But there was another motive, too. Rabbi David Ellenson, president of the Reform Movement’s Hebrew Union College (in part founded by Wise), explained it in a September, 2008, talk:
“In the 1930s, it was Wise who led the rallies against Hitler, so why did he fail so horribly in the 1940s?” Ellenson asked at a Holocaust conference organized by the Washington-based David S. Wyman Institute …
He said part of the explanation lies in Wise’s “absolute and complete love” for president Franklin D. Roosevelt, as well as his antipathy toward the Zionist leader Ze’ev Jabotinsky, and toward the Bergson Group, whose leaders were followers of Jabotinsky, something that “helped blind him” to the need for more activism.

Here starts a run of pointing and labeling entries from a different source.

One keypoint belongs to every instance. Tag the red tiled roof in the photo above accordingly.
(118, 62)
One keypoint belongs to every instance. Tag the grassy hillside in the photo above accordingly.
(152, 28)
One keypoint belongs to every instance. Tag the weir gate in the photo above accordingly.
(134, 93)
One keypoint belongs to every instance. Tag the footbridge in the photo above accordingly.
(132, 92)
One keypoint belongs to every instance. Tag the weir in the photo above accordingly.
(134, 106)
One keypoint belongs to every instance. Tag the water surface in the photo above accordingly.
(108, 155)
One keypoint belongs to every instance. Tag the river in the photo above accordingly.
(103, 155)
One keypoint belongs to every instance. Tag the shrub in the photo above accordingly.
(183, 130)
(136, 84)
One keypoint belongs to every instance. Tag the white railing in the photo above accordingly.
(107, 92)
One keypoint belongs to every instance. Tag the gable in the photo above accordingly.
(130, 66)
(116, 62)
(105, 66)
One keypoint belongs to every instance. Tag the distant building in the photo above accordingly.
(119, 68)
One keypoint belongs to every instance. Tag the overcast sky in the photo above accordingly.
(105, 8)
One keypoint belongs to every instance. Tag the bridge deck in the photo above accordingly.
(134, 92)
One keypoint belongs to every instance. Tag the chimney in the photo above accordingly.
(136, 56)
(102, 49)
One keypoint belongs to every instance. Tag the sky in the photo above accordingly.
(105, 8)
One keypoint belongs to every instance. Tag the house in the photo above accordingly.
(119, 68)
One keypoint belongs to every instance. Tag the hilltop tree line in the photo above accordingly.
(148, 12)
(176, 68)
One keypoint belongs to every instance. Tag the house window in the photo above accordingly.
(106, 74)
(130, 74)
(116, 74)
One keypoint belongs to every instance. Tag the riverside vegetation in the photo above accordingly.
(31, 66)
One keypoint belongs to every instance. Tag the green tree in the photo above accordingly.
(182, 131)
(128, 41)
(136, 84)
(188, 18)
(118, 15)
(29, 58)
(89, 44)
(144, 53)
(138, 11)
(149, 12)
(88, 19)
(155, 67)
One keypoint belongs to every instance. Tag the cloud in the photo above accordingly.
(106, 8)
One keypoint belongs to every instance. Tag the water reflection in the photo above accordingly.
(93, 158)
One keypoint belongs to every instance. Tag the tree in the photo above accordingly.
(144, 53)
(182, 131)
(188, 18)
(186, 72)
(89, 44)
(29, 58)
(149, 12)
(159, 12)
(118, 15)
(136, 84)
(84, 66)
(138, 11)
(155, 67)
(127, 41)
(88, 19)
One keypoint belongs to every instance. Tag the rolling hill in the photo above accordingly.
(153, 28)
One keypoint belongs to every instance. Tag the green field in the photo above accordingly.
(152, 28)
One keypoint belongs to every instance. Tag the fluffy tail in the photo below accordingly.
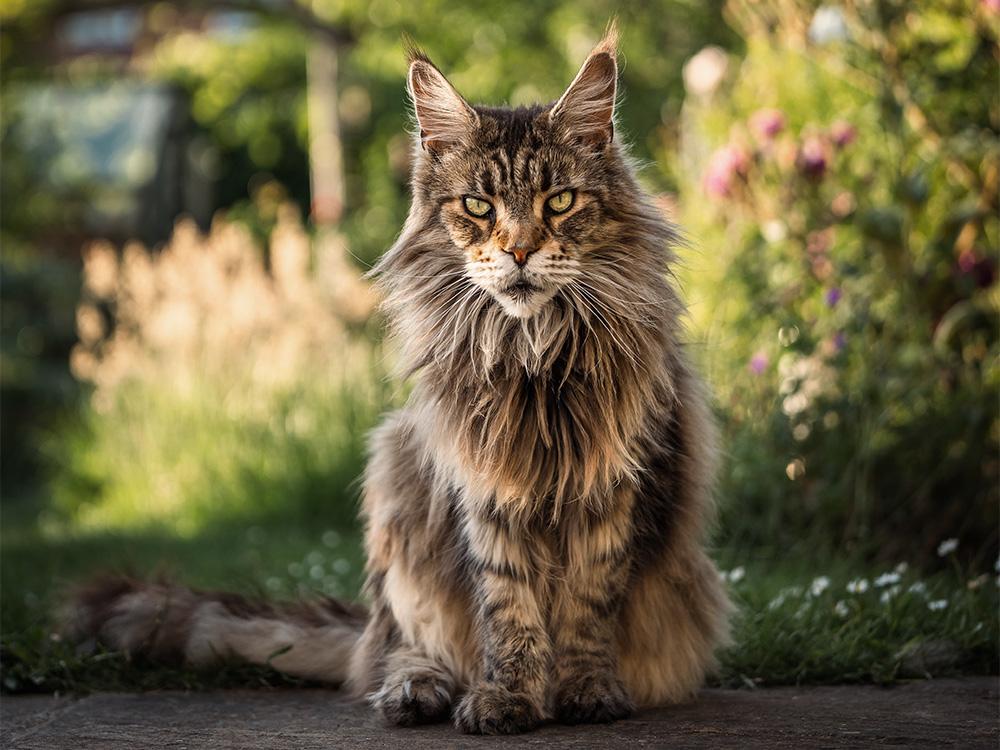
(167, 622)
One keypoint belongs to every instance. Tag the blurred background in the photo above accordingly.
(191, 192)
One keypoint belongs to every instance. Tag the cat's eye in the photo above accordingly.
(560, 203)
(476, 206)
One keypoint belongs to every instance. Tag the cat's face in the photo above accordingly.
(523, 194)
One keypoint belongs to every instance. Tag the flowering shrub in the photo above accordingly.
(839, 626)
(842, 185)
(218, 385)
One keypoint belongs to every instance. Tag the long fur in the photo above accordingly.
(536, 514)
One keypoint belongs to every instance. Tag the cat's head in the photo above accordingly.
(524, 194)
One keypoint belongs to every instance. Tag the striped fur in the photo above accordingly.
(536, 514)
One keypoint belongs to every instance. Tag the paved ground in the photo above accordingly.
(943, 713)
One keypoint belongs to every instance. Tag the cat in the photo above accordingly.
(536, 513)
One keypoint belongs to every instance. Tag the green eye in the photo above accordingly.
(476, 206)
(560, 203)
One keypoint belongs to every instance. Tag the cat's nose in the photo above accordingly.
(520, 240)
(520, 253)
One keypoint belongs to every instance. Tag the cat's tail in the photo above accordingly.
(171, 623)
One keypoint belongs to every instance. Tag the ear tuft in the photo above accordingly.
(587, 108)
(444, 117)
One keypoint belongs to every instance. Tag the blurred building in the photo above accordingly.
(115, 155)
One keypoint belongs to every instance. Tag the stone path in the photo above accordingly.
(941, 713)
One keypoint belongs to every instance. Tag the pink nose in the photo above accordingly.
(521, 254)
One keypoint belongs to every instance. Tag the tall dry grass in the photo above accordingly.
(225, 382)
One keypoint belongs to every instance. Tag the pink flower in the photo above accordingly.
(727, 163)
(758, 363)
(813, 158)
(842, 133)
(767, 123)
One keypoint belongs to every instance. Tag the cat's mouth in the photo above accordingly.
(521, 288)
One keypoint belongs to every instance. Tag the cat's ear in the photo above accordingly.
(587, 108)
(444, 117)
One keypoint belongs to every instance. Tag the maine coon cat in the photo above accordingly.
(535, 515)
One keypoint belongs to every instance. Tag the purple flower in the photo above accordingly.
(842, 133)
(813, 159)
(767, 123)
(724, 166)
(758, 363)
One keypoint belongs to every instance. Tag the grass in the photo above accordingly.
(797, 623)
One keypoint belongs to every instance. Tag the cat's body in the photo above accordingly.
(535, 515)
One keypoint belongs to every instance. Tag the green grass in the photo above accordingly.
(797, 623)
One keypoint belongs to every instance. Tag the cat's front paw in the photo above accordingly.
(592, 699)
(489, 708)
(408, 699)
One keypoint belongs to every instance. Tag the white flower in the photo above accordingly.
(888, 595)
(828, 25)
(887, 579)
(774, 230)
(975, 583)
(947, 547)
(704, 72)
(858, 586)
(819, 585)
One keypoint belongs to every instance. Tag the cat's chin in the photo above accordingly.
(524, 303)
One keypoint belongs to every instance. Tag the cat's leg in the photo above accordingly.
(588, 601)
(510, 580)
(417, 650)
(675, 616)
(415, 690)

Ellenson said concerns of provoking an anti-Semitic backlash should not have thwarted the American Jewish leadership from actively working to prevent the extermination of six million Jews. “Jewish leaders have an obligation to be sufficiently flexible and imaginative to deal with unprecedented situations,” he said. He said he hoped that today’s leaders would respond more effectively to contemporary dangers facing the Jewish people, such as the Iranian nuclear threat.
“Stephen Wise spent too much time trying to protect FDR from criticism, and not enough time focusing on how to convince Roosevelt to help rescue Jews from Europe,” said Wyman Institute director Dr. Rafael Medoff. “Rabbi David Ellenson is to be commended for acknowledging the mistakes of his predecessor and trying to ensure that the failures of the 1940s will not be repeated.”
It seems to me that this is almost exactly what is happening today, with the liberal Jewish establishment in America cleaving to its President, Barack Obama, while the latter pursues policies inimical to Jewish survival. It is ironic that Rabbi Ellenson criticized Rabbi Wise in this way, and then three years later viciously attacked opponents of the nomination of J Street and New Israel Fund activist Rabbi Richard Jacobs as head of the Union for Reform Judaism!
Kook and Merlin, by the way, both sailed to Israel in 1948 on the ill-fated Irgun arms ship Altalena, which was fired on by IDF forces on the orders of David Ben-Gurion (Merlin was wounded, as the Times article notes). Interestingly, later in life, Ben-Gurion said that he regretted the decision, which he would not have made had he known Irgun leader Menachem Begin as well as he had since come to know him.
I don’t know if Wise regretted his actions in regard to Kook, although he apparently understood that he had failed in his responsibility toward the Jews of Europe. Toward the end of his life, he wrote,
I have seen and shared deep and terrible sorrow. The tale might be less tragic if the help of men had been less scant and fitful.
Today’s establishment still has time to choose the right path.